Leesburg brands the biosolids as Tuscarora Landscaper’s Choice, or TLC. It is packaged in 25- and 50-pound bags and provided free to town residents for personal use; it’s also sold in bulk at $70 a ton. TLC has been well received — and well used — since the heat-drying facility went online. In 2003, the first full year of production, 121 dry tons of product was either sold or distributed to citizens. In 2015, that increased to 903 dry tons. The three storage silos get nearly full in winter, but once spring hits, it’s hard to keep up with demand.
“The response has been all good,” Lloyd says. “People love what it does to their grass. It is high in iron, so it gives people a lot of good, green grass. And some of the farmers in our the area swear by it. We have one gentleman who sells hay to southern states, and he says it’s really helped his hay crop.”
The education process
A public education process that started six months before the heat-drying facility went online helped ensure that positive reception, says Lloyd. Plant management held several public informational meetings and did interviews on local TV and radio shows. Early public concerns were soon put to rest.
“When you have those initial meetings with the public, there are always some folks who will have negative things to say,” Lloyd says. “There was some of that and a few people were kind of loud in their opposition, but once word got out about the product, that died down really quickly. We explained that it was a lot like Milorganite [a fertilizer produced and marketed nationwide by the Milwaukee Metropolitan Sewerage District since 1926] and that helped us a lot. We didn’t have many hang-ups as far as getting the public to buy in.”
Once the heat-drying facility went online in February 2002, the public outreach continued. In April, Leesburg hosts an annual flower and garden show, and the town’s utility typically sets up an informational table on various topics such as how to improve water use. For the 2002 show — and several shows afterward — the utility promoted TLC and gave away free samples. The utility also held a promotional period early on and gave away bags of the product and sold bulk amounts at a discount.
The product remains free for residents using it for lawns or gardens.
“That’s what really grew the interest,” Lloyd says. “If you give someone a small 25-pound bag and tell them to just try it out in their garden or plant a tree in it, and that they’ll see results, I think you’ll have some success.”
Marketing advice
That’s Lloyd’s advice to other utilities trying to market a biosolids product to the public — make it an easy decision for people.
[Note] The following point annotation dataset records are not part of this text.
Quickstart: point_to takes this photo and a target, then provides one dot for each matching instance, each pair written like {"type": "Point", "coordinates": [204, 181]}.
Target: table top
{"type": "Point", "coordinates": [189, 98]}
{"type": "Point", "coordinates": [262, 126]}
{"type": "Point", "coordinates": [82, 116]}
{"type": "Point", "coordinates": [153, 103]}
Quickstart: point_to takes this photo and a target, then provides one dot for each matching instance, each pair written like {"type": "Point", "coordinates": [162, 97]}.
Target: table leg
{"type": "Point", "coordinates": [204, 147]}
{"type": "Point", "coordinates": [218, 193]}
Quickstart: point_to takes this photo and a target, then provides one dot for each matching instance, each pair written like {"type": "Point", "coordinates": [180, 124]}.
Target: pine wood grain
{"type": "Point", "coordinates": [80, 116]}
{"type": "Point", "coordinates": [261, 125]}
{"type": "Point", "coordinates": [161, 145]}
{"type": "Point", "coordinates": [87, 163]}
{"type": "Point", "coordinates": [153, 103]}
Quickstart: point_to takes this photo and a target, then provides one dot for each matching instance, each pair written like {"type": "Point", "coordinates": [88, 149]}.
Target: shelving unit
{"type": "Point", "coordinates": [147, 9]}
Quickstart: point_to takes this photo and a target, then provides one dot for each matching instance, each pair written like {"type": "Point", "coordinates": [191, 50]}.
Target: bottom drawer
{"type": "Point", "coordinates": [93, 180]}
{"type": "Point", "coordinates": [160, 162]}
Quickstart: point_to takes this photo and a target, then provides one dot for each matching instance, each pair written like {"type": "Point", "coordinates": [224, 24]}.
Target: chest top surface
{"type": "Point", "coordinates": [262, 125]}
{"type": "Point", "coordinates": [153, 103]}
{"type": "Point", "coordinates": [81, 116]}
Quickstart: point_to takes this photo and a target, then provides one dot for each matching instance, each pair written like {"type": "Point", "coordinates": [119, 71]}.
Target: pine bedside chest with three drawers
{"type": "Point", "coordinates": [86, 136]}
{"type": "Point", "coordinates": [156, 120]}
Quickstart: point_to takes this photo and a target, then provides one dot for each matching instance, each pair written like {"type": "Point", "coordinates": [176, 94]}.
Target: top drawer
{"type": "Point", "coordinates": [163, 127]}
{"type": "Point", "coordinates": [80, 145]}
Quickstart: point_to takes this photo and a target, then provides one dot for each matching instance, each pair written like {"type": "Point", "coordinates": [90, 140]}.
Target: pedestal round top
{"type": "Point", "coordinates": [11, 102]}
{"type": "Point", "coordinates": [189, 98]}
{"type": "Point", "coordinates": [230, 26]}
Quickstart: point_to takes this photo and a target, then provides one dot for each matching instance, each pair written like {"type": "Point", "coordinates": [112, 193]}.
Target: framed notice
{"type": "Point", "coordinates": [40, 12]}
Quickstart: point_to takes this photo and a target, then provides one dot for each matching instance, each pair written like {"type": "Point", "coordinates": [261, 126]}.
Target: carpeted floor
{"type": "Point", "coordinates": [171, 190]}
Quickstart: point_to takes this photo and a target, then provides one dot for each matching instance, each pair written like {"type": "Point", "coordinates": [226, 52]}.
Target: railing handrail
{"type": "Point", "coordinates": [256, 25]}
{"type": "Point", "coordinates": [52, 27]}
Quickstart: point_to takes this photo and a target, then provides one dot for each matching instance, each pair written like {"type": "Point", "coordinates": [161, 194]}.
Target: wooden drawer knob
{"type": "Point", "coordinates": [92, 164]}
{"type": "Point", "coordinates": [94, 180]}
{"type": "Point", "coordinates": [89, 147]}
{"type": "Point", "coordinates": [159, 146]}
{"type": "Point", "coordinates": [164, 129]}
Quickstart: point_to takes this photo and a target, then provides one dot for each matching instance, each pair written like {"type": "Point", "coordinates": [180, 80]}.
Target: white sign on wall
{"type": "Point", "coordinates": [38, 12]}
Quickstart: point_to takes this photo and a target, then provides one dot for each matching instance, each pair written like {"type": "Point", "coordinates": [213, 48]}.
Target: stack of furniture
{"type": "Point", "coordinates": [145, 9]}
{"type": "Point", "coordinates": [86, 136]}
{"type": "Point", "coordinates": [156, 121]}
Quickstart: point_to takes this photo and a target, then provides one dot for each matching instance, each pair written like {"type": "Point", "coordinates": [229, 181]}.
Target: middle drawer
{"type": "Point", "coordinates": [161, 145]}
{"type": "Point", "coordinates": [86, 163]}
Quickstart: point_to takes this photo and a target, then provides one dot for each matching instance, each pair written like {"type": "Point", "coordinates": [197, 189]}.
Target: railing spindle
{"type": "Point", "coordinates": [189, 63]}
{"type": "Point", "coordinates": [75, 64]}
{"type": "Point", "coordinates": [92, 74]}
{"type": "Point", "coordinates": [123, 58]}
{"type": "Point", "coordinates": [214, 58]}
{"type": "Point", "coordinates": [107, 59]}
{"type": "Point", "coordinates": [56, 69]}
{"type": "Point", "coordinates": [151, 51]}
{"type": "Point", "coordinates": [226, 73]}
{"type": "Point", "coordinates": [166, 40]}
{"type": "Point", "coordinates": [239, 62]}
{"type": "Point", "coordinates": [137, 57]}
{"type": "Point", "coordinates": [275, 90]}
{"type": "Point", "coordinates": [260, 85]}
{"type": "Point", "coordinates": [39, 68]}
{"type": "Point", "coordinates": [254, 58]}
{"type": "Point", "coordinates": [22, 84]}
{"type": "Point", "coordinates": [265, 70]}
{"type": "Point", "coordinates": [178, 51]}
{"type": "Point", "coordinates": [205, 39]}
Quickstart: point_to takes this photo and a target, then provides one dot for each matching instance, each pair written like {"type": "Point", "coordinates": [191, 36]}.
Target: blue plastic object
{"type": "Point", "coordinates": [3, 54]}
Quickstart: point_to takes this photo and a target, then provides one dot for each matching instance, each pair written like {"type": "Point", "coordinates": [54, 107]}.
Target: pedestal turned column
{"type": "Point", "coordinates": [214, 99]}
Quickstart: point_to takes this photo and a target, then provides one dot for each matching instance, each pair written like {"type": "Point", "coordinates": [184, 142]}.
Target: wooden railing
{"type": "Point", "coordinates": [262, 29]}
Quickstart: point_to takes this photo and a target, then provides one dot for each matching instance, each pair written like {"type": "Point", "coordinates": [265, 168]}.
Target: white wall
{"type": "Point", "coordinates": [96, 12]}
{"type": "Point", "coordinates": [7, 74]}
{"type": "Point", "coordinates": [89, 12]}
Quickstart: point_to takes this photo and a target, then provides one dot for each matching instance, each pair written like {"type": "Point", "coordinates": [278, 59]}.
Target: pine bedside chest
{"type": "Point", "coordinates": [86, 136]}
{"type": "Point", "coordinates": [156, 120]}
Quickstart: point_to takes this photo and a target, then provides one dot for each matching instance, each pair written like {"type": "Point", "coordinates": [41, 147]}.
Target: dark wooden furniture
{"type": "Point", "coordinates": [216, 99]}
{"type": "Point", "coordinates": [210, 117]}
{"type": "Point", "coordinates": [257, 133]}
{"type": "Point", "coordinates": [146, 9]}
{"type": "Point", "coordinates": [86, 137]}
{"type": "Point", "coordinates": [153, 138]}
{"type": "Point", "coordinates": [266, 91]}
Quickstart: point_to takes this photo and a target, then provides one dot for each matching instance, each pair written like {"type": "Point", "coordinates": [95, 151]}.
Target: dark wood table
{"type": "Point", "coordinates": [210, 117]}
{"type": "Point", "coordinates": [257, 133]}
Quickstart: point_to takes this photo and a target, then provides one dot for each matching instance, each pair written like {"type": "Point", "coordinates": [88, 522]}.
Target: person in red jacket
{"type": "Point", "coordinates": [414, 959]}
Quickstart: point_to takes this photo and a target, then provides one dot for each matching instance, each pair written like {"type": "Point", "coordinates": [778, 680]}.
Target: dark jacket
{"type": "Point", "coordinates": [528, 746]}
Leesburg still sees a good chunk of revenue — about $70,000 annually — through commercial bulk sales.
“When you offer something to someone for free, even if they have some apprehension, they’re at least going to try it out,” Lloyd says. “The residents already pay their sewer rates. We don’t need to hit them again.”
Then let positive results and word-of-mouth handle the rest. For example, take another benefit of TLC: It repels deer.
“Deer don’t like the human scent, so it does have a tendency to repel deer, although we don’t advertise that,” says Lloyd. “But people talk and evidently word has gotten out. I get quite a few calls asking about its ability to repel deer.”
It is TLC’s tangible benefits more than any specific marketing or branding strategy that Lloyd says has helped product use grow. The name of the product, Tuscarora Landscaper’s Choice, produces a slick advertising slogan based around the “tender loving care” acronym: Give your plants some TLC. But Lloyd says there wasn’t a lot of time spent crafting that name.
“Tuscarora is a small creek where we used to send our effluent before we expanded into a larger facility,” Lloyd says. “It’s a pretty big name in this area, and that just got put together with ‘Landscaper’s Choice.’ It’s a catchy name. I certainly don’t think that hurts, but I don’t think it’s the name as much as it is how the product really works for folks.”